Bailiffs trying to break your door down should be treated exactly as anyone else doing that. Is this 'law' ? Or part of an overall political/technological condition that is replacing it? This seems more about getting people used to the idea of breaking down safeguards, breaking down their dignity and self-respect, and part of an overall spectrum of ways to humiliate and degrade them that is fully in-step with all other ridiculous sick laws the regime has created for itself.

The real crime is of course putting vulnerable people into crushing debt in the first place, the trend of the endless creation of money, the creation of debt, so others can come along and seize their assets when they default. This needs to stop and people are becoming much more aware of this.

And if you look at the Daily Mail, with its campaign about outrageous and gross bank charges, quite right you might think, but is the Daily Mail really trying to help here or just offering a conduit for banks to make an even cushier and more expoitative deal for themselves ? It's difficult to tell.

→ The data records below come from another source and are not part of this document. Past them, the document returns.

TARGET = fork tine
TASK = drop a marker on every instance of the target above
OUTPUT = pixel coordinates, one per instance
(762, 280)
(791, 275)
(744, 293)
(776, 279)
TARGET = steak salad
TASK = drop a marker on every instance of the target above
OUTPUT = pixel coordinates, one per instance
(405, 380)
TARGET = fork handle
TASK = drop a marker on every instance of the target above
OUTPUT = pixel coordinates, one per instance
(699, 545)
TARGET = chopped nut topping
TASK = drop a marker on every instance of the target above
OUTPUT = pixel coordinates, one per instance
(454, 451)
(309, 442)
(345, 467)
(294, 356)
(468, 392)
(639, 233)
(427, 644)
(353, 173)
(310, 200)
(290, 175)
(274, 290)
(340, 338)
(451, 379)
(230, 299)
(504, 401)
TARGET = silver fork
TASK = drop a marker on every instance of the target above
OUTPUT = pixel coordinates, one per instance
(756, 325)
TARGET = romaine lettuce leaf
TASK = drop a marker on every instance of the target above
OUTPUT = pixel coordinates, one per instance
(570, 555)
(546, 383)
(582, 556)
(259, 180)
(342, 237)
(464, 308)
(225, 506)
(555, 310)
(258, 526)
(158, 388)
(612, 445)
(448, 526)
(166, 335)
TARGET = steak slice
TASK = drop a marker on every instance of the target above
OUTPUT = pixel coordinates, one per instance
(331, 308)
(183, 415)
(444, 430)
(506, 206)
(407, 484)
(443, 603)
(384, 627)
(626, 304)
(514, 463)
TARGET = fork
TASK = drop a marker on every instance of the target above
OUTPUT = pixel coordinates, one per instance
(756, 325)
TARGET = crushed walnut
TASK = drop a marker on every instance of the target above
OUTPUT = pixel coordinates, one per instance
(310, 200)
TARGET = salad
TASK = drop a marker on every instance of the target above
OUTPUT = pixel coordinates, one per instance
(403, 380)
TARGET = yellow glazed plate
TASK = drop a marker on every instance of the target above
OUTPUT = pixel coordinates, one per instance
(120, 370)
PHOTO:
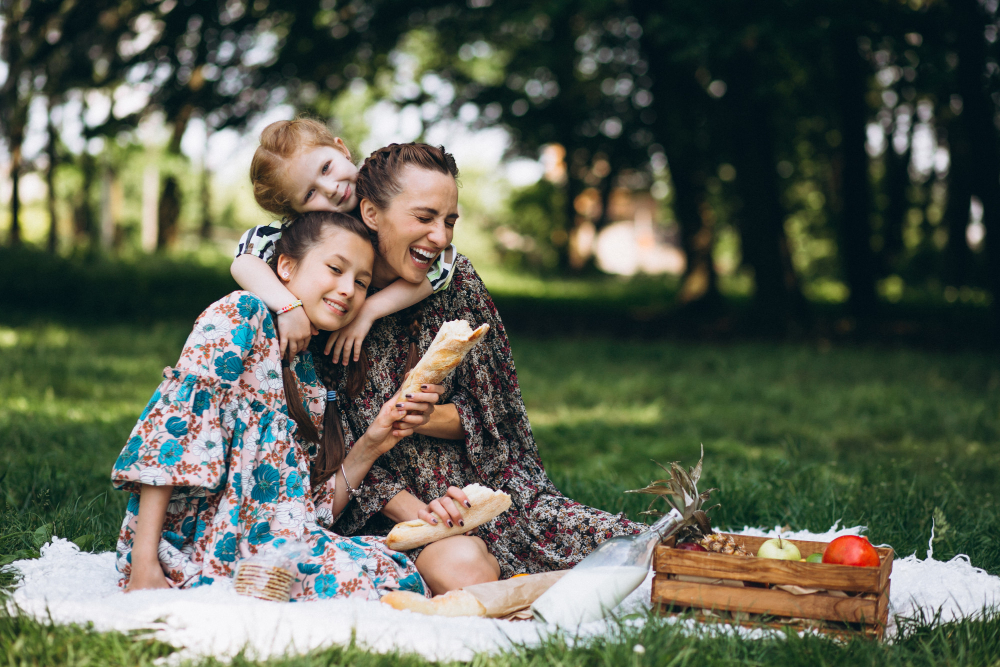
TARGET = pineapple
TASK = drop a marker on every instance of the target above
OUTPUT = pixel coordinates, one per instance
(723, 544)
(681, 492)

And anyway, as usual we see this deep-rooted obsession of the regime with taking possession of every aspect of peoples' lives coming to the fore, through council tax inspectors, rubbish fines, more powers to some of the worst trash in society ie bailiffs and of course this is all garbage, and it is a sign of 2 things; this deep-rooted institutional burning hatred of humanity; this idea that the world is perpetually broken and needs fixing by an intellectual radical elite, and 2) a looming financial crisis as this whole debt bubble collapses which actually isn't just the opinion of alternative news websites but of the Financial Times and the Independent for the last year. So there is a real problem here.

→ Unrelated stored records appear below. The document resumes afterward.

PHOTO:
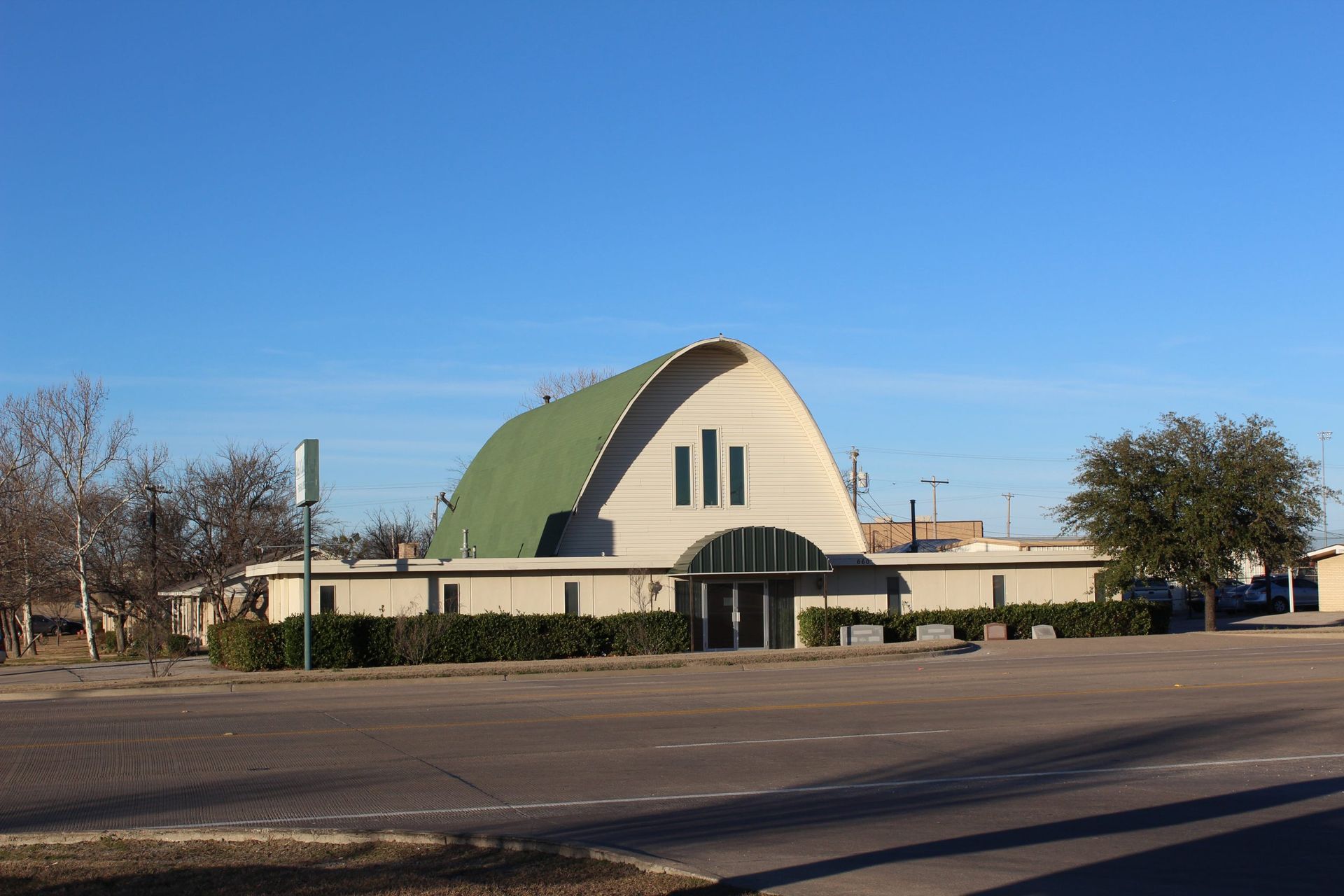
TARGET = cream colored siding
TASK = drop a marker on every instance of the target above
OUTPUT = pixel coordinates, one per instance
(628, 507)
(1331, 580)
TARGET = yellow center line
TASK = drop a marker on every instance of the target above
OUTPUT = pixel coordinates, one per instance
(659, 713)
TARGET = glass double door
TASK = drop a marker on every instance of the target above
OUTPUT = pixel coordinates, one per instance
(734, 615)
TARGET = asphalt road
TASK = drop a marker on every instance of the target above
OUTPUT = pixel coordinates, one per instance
(1171, 764)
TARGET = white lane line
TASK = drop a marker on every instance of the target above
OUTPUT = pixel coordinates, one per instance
(780, 741)
(772, 792)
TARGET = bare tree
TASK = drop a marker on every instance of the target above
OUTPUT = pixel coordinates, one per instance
(343, 545)
(644, 596)
(385, 530)
(30, 567)
(139, 548)
(66, 428)
(554, 386)
(235, 504)
(412, 637)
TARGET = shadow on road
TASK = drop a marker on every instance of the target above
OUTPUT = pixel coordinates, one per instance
(1249, 859)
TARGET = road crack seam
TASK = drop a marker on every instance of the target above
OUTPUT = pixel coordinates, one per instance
(502, 802)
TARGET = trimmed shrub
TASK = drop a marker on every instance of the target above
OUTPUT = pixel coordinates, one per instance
(353, 641)
(813, 622)
(647, 633)
(1073, 620)
(342, 641)
(246, 645)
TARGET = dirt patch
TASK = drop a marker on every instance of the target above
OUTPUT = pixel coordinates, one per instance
(293, 868)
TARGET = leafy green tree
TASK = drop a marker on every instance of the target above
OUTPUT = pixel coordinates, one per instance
(1189, 500)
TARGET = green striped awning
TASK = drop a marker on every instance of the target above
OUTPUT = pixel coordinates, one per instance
(755, 548)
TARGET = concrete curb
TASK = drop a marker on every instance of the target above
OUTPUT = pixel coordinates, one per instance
(335, 836)
(528, 672)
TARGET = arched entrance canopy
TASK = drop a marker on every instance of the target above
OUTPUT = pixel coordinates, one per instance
(755, 548)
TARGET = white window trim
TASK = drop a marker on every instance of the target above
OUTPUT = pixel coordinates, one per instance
(718, 444)
(695, 480)
(746, 476)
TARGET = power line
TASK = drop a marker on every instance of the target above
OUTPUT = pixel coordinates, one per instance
(968, 457)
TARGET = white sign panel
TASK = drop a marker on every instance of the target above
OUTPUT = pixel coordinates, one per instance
(305, 473)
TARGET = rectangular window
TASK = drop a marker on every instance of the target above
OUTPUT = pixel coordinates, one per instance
(737, 476)
(682, 461)
(710, 465)
(894, 594)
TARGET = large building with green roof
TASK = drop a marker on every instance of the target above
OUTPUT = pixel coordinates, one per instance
(696, 481)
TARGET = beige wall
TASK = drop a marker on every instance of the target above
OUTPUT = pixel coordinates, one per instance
(628, 508)
(608, 592)
(387, 594)
(1331, 580)
(962, 586)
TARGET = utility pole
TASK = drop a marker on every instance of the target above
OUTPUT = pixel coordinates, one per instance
(934, 482)
(1324, 437)
(153, 492)
(854, 477)
(914, 532)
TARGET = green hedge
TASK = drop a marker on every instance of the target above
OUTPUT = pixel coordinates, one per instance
(645, 633)
(1074, 620)
(246, 645)
(353, 641)
(342, 641)
(169, 645)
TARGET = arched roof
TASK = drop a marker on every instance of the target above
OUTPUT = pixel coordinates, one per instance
(752, 550)
(526, 481)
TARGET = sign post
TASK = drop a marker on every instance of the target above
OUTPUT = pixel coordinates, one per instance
(305, 496)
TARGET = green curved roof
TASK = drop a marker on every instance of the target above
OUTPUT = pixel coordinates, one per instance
(522, 486)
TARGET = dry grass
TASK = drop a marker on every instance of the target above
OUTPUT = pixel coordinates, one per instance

And you have to ask the question, why should people put into crippling debt by these lending institutions be 'taught a lesson' like this and why are the institutions doing this not being taught a lesson ?

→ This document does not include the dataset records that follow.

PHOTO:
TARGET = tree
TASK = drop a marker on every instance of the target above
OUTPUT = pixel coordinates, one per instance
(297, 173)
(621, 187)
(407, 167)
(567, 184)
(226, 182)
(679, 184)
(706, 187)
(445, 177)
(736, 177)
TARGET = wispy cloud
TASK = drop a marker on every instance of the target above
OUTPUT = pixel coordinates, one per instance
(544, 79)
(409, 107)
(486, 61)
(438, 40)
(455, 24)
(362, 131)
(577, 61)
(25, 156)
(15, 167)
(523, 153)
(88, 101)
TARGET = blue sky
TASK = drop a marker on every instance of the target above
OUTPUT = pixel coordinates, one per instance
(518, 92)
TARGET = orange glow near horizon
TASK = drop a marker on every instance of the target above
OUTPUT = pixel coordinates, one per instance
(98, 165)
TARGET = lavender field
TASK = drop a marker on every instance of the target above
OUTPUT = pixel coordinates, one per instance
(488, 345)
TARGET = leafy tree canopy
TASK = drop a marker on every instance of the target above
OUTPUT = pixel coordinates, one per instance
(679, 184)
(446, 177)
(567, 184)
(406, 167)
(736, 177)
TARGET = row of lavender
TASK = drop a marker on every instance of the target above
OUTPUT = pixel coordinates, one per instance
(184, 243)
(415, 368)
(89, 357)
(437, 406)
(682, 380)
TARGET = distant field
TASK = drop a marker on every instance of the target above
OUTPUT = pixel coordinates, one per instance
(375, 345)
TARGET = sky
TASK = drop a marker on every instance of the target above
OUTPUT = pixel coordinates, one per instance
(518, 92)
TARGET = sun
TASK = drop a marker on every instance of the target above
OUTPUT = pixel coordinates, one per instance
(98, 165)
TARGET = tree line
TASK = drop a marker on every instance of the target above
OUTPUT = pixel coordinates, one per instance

Now let's go back to the Daily Express, furious about Inheritence Tax and really used some very strong language recently about 'stopping the police state', so why this impotent drivel about bailiffs being given more powers by the regime ? Again the only truth is, you can't stop the police state, or related draconian trends if you're pro illegal war of aggression, it is as simple as that.

And for sure, we can leave out certain other newspapers like the Daily Mirror with 'the War on Terror being lost' on their frontpage recently, as that is now completely pro-war, completely pro-police state and completely pro destruction of all society, this is a dispicable vile piece of drivel now masquerading as a kind of popular tabloid for plebs.

We can leave out the Daily Telegraph ostensibly because although it complains about the police state from time to time (sometimes in very strong terms) it remains the main neocon purveyor of war and is the voice of neoconservatism in the UK and very interestingly even talked about Gordon Brown's strong admiration of neoconservatism last year. Actually Murdoch as well, openly critical of the nanny state/police state but fiercly pro war of aggression.

So lets go over things yet again, today in 2007, you have a cloistered sickly. rotting government in office headed by sickly rotting war criminals being propped up by deeply corrupt or flawed individuals. They are looking around at everything in a panic and fear and feverishly trying to reshape society and create as many laws as possible, this is pretty serious situation.

But I suspect the reason a lot of people don't understand why Blair went to war and they try and say he was a 'poodle of Bush' is they don't understand or rather don't want to accept what they are dealing with and what they have put in office and they still don't despite the fact that it is manifested on every layer of policy and couldn't be more obvious.